OFF THE WIRE
Some lawmakers want helmet law repealed Bill sponsor: 'Our state needs that tourism' By PAIGE HOUPT Special to the Record-Eagle The Record Eagle Sun Oct 09, 2011, 07:14 AM EDT
LANSING — Some lawmakers hope that Michigan's motorcycle helmet law will be repealed under Gov. Rick Snyder.
And they're using the need to promote tourism as one of their arguments.
The Senate this year passed a bill that would allow people 21 and older to ride without a helmet if they have had a motorcycle endorsement for two or more years or pass a safety course and have a $100,000 health insurance policy.
Meanwhile, House lawmakers are considering a bill to allow those 21 and older to ride without a helmet if they have a $20,000 medical insurance policy.
Former Gov. Jennifer Granholm vetoed two similar bills in 2006 and 2008.
For 42 years, Michigan's law has required riders to wear an approved helmet when riding on public roads.
The House bill's sponsor, Rep.
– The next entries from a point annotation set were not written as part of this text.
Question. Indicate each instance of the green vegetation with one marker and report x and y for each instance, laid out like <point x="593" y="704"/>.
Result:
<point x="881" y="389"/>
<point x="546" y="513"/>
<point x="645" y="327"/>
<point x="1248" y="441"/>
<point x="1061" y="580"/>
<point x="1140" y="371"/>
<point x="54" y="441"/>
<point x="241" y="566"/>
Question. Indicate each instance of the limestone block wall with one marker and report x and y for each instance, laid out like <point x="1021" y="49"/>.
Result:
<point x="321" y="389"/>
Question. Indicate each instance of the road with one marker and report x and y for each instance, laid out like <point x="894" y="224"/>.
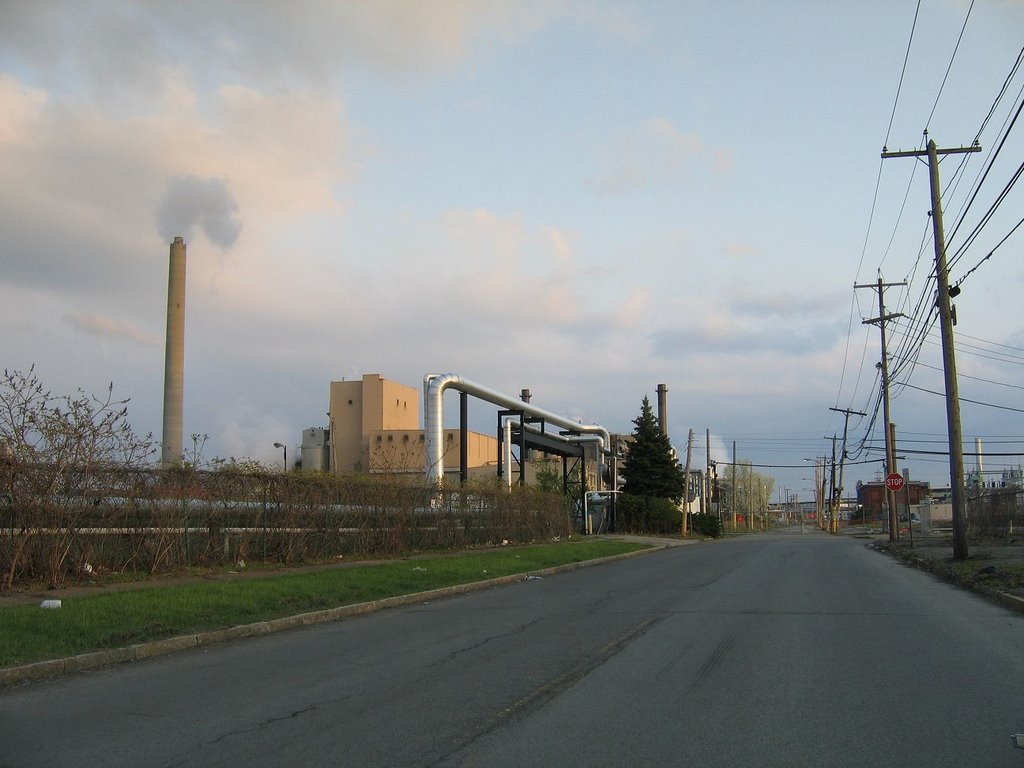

Peter Pettalia, R-Presque Isle, and bikers' rights advocates hope a new administration will change things.
"I believe the governor is going to repeal the current law under some restrictions," Pettalia said.
Snyder's office did not respond to requests for comment.
Pettalia is pushing tourism as one of his arguments.
"My concern is that motorists who are traveling through Indiana and Ohio, states that don't have helmet laws, and then they immediately skip riding through Michigan and move on to Wisconsin simply because they don't want to buy a helmet," Pettalia said.
"Our state needs that tourism."
Motorcycle rights advocate groups argue that 30 states don't require helmets.
A group called the American Bikers Aiming Toward Education said helmets should be a rider's choice, regardless of age and experience.
"Michigan is the only state surrounding the Great Lakes that still requires helmets," said Gerry Spomer, a group spokesman.
"With the current law we are preventing riders from out of state to visit and bring tourism to Michigan," he said. "We are losing millions on tourism every year."
Pro-helmet said a repeal would increase deaths and serious injuries and cost taxpayers in medical bills and increased insurance premiums.
Karla Klas, an injury prevention education specialist at the University of Michigan Trauma Burn Center, said helmets reduce medical expenses for taxpayers and families.
Klas authored a 2002 University of Michigan study that found that inpatient hospital and rehabilitation costs were about $26,000 more for patients who were helmetless when injured. The study did not include long-term rehabilitation costs or income loss, which can run into the millions.
Helmet use in Michigan saves $43 million for every 100,000 motorcycles registered in the state, according to the National Highway Traffic Safety Administration. Across the country, helmet use saved roughly 1,829 lives and $2.9 billion in medical costs and lost earnings in 2008.
"As a nurse, I can tell you that it deeply saddens all of us when someone comes in with severe head trauma or dies despite our best efforts because of an injury that could have been prevented by wearing a helmet," Klas said.